I’m standing at an empty parking lot, watching as dark human figures cart trolleys from the market across the street. Some people take boxes out of cars and taxis. When light falls on the town, the parking lot is filled with stalls and tables barely able to contain the weight of the one item everyone sells here: beads. Next to some tables are grass mats with piles of beads in strings and bundles or loose pieces. Groups of women sit together stringing the beads.
“Welcome to history,” a merchant says. His name is Kwame. He sells glass and ceramic beads. Like most beads here, they are handmade from the beginning to the end when they are cut and hand-painted, making each bead as unique as a fingerprint.

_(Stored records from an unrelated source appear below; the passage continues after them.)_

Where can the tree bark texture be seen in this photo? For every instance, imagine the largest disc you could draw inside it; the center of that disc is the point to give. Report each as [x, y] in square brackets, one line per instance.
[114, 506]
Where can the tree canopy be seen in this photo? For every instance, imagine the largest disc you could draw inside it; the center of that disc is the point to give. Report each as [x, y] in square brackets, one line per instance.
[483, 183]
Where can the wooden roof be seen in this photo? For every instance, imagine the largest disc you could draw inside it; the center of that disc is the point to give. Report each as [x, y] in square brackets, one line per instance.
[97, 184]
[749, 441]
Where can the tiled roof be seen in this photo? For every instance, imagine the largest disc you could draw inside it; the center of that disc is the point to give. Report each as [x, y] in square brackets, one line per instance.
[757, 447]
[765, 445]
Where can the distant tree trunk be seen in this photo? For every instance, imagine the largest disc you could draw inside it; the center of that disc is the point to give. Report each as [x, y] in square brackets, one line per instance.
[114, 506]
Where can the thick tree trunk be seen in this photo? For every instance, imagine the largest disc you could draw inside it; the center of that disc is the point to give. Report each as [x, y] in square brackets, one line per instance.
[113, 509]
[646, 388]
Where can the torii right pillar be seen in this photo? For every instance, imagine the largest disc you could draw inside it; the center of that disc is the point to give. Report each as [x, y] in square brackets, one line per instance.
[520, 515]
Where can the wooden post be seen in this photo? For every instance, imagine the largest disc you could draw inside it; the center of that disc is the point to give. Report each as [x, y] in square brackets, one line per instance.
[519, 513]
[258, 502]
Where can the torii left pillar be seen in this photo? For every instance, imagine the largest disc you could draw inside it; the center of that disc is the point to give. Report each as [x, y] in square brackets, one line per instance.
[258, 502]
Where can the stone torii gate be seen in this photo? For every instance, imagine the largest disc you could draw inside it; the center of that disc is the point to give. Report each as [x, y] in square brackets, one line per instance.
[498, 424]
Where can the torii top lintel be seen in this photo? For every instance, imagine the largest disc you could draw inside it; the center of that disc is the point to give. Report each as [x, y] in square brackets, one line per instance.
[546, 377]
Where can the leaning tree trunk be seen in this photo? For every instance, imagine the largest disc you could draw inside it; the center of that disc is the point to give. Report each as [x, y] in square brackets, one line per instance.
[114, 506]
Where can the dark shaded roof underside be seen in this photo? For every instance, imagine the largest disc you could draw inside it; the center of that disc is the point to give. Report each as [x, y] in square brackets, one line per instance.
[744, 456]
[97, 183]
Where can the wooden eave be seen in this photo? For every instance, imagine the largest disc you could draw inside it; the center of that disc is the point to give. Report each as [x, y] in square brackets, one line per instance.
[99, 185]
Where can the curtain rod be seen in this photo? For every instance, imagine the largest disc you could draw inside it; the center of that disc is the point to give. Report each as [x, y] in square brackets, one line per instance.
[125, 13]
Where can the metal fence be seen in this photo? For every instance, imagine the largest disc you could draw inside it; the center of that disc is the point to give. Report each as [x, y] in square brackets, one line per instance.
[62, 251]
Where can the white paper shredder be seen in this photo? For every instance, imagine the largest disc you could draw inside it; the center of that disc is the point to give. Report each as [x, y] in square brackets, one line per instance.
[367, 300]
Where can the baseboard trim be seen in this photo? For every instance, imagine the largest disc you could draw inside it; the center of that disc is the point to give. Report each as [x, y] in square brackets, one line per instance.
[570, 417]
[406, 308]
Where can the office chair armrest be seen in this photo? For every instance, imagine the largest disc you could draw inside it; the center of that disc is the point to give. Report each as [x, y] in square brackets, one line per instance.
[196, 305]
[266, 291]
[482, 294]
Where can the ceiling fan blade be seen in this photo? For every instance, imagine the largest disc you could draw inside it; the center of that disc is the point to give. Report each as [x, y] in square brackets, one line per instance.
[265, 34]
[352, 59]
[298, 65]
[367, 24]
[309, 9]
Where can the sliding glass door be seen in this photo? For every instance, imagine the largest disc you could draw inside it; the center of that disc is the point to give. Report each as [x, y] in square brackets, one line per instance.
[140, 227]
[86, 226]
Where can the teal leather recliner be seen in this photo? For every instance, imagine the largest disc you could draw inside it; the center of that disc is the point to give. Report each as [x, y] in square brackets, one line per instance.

Kwame’s table also has a string of beads from Mauritania, each the size of a baby’s fist, there’s an ivory-coloured necklace from Mali, Maasai beadwork from East Africa and cowrie shells.
There are beads from every part of Ghana and other parts of West Africa, sold by merchants from all around West Africa.
The sheer variety of the wares are astounding, some look like spikes, others like discs and shells. There are oval and rectangular beads; wooden beads carved like traditional masks. The variety of textures, shapes, and colours is astounding. At one stall, when I ask about how much large brass bangles cost I am told, “You can’t afford them.” They date back to the days of the Songhai and Ghana empires and belonged to royalty.
They have been in the merchant’s family for centuries, passed down from generation to generation.
“They are only for exhibition,” he says.
This is what makes this market a great experience. People are not just here shopping or selling beads, we are upholding tradition. Bead merchants and buyers from around the region have been meeting in this town where signs are hand-painted, and markets play music at an ear-splitting volume every Thursday since 1928.
I have travelled around 23 African countries, each as obsessed with beads as the next. People wear beads on wrists, necks, waists, heads, and ankles. Beads are also inherited from grandparents or received as presents from friends and lovers.
Nowhere are they celebrated as much as in Koforidua, at a parking lot that’s one of Africa’s most unlikely heritage sites.